There has been recent discussion about some benchmarking by the DuckDB folks with good results for DuckDB (“Well they would say that, wouldn’t they?” M. Rice-Davies) and Polars.
Especially now that Polars supports reading and writing the Arrow IPC file format for its DataFrame and Series types, it is reasonable to write a Julia DataFrame with Arrow.jl then read and manipulate it in Polars.
I have been using PyCall.jl and its pyimport function as
pl = pyimport("polars")
to access the Python bindings within a Julia session.
I am not that familiar with the internals of Python nor the distinctions between PyCall.jl and PythonCall.jl.
Would there be an inherent advantage, perhaps related to zero-copy, in using PythonCall.jl to access the Python bindings for Polars?
Would it be feasible/worthwhile creating a Julia package to access the Rust entry points for Polars? At pola-rs · GitHub there are bindings in Python, R, Node.js and pyo3. Is it that much of a stretch to produce a Julia package to access the polars Rust functions?

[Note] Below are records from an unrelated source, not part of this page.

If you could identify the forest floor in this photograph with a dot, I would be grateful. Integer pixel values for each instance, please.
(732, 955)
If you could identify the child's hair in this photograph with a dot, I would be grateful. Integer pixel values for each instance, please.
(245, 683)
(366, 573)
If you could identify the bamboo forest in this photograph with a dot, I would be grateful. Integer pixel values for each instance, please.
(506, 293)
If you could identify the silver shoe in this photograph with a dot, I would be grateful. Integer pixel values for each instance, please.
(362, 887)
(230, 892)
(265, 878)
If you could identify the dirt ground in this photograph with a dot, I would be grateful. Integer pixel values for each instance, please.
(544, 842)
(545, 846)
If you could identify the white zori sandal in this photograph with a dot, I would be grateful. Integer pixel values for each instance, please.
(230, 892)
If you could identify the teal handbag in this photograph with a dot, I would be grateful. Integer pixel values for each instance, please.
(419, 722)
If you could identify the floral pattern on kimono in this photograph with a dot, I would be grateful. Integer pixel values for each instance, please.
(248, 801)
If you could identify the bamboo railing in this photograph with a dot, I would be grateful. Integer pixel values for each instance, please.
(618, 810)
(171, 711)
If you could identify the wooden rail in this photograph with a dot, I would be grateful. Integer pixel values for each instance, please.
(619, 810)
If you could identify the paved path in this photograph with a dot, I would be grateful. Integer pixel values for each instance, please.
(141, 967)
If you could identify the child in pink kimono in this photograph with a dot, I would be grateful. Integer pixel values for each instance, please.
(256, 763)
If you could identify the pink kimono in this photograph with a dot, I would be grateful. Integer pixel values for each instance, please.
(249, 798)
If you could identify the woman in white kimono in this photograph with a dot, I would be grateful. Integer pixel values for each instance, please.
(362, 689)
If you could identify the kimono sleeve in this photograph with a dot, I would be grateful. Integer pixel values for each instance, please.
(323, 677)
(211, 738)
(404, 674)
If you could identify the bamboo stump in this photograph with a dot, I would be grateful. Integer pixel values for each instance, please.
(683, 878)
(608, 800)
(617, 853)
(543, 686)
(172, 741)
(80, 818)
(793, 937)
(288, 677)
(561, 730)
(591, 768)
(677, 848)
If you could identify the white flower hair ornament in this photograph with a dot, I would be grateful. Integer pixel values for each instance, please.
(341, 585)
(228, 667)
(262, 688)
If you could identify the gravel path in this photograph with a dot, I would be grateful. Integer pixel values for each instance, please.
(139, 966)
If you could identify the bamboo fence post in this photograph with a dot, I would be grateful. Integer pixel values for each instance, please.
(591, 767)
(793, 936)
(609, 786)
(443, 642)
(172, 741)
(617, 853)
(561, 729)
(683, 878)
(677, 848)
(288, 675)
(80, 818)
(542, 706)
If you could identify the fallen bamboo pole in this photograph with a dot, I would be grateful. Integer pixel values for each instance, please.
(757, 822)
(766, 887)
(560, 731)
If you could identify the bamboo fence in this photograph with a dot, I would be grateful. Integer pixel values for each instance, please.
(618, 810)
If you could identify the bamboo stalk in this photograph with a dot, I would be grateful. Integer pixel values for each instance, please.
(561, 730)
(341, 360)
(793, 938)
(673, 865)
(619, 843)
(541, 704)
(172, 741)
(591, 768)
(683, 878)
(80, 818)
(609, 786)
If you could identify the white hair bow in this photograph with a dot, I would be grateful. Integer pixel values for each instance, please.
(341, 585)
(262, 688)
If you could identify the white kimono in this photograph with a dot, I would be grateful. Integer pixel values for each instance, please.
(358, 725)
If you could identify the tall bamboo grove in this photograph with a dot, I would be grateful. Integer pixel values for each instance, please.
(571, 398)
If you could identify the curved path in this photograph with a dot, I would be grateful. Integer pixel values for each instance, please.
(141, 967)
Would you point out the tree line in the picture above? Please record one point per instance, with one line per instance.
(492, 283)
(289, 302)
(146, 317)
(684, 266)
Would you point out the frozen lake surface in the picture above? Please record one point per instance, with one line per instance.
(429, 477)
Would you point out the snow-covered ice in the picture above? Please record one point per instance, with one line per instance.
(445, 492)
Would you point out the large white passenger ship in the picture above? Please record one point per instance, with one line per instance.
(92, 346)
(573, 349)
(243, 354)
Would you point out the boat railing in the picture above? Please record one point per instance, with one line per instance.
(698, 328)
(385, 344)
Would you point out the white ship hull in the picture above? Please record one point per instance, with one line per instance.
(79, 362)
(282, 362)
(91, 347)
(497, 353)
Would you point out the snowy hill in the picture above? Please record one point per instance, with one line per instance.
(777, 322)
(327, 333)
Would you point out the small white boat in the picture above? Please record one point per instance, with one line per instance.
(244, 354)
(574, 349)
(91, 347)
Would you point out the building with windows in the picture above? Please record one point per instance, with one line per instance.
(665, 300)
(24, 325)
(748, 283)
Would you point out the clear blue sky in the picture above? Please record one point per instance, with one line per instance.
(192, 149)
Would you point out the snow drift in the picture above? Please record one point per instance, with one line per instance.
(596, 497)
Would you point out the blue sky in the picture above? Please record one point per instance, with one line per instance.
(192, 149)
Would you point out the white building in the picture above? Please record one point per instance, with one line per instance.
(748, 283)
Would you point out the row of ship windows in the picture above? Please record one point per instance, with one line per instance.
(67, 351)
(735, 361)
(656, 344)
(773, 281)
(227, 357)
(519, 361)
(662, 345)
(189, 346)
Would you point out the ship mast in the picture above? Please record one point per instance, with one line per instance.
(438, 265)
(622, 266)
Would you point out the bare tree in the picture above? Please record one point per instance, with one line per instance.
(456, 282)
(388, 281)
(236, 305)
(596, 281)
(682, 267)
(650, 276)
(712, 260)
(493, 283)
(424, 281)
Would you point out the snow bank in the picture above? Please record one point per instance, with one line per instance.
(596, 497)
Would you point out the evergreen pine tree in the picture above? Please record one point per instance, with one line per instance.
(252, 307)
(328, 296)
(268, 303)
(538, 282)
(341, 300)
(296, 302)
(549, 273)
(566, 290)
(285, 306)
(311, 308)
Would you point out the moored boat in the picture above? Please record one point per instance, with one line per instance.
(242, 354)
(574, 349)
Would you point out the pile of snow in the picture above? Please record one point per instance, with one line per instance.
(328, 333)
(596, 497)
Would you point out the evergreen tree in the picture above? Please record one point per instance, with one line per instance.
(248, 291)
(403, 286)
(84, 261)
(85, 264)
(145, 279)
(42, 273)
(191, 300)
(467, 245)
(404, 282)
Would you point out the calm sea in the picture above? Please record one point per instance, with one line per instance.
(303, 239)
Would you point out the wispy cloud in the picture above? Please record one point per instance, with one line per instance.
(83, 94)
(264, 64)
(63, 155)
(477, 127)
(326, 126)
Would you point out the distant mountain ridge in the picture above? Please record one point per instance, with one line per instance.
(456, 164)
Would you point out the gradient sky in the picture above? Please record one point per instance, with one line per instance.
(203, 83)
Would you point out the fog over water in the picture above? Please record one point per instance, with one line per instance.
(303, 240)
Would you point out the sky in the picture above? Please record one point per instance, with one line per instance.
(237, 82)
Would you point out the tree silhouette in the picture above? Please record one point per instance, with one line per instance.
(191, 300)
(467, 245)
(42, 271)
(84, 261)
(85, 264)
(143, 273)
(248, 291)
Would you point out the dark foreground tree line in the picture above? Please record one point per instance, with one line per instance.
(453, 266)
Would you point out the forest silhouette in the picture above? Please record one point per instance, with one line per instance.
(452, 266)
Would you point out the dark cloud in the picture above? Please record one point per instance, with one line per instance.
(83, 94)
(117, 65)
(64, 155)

But also your opening paragraph does not really make much sense to me. What does DuckDB have to do with this, specifically? If you want to use DuckDB, just do using DuckDB, DBInterface (annoying that we need that second one).

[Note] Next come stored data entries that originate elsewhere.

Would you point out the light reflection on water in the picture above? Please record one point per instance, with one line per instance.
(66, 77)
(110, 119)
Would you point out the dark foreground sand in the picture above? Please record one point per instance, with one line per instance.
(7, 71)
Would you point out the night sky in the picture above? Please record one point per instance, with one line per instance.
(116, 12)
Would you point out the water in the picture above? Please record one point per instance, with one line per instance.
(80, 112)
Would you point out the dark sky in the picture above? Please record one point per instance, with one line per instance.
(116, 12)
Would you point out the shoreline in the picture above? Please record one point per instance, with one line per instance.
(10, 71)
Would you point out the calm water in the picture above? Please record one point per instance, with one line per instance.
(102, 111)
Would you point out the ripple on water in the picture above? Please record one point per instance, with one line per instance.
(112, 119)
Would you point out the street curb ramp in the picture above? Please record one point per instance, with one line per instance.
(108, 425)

Really I think DataFrames and Polars are close competitors. I’m not sure that a “Polars.jl” is really needed or worth the likely large amount of effort to make it happen.
I was thinking of the benchmarks mentioned in recent posts on https://discourse.julialang.org/t/the-state-of-dataframes-jl-h2o-benchmark/ when I mentioned DuckDB. The latest version of the benchmarks were performed by the DuckDB folks to show the speed of their most recent version. The benchmark results also show that Polars is very fast on these benchmarks. The mention of DuckDB was only to provide motivation, through their benchmarks, for interfacing to Polars.
It is certainly possible to use PyCall or PythonCall and the Python bindings for Polars to do the types of summaries shown in the benchmarks. But I don’t know if that route will cause copies of large objects to be made. I believe that the existing Arrow.Table and Arrow.write functions in Arrow.jl can provide for zero-copy exchange of Arrow tables between Julia and Rust, but I don’t know much about the Rust end of that.
The point of interfacing to Polars is not to replace DataFrames.jl but rather to enhance it for cases of large complicated joins and summaries.
Note that DataFrames.jl is noticeably slow only in some cases. Typically it is comparable (even if slower). And I could give you benchmarks, when DataFrames.jl is faster than Polars (one relevant case is when you run code on a laptop not on a server having 40-cores; on laptop DataFrames.jl performance is relatively more attractive).
My current thinking is:
we know in what cases we need to improve DataFrames.jl (it is mostly operations when you have many small groups; we are quite good if there are few large groups); in the cases when we are really slow we plan to improve them
still it should be expected that in the long run DuckDB/Polars will be faster on the average; the reason is that many more people are willing to work on performance of these frameworks (I opened GSoC/JSoC call for performance improvements for DataFrames.jl this year and it did not get people interested in it)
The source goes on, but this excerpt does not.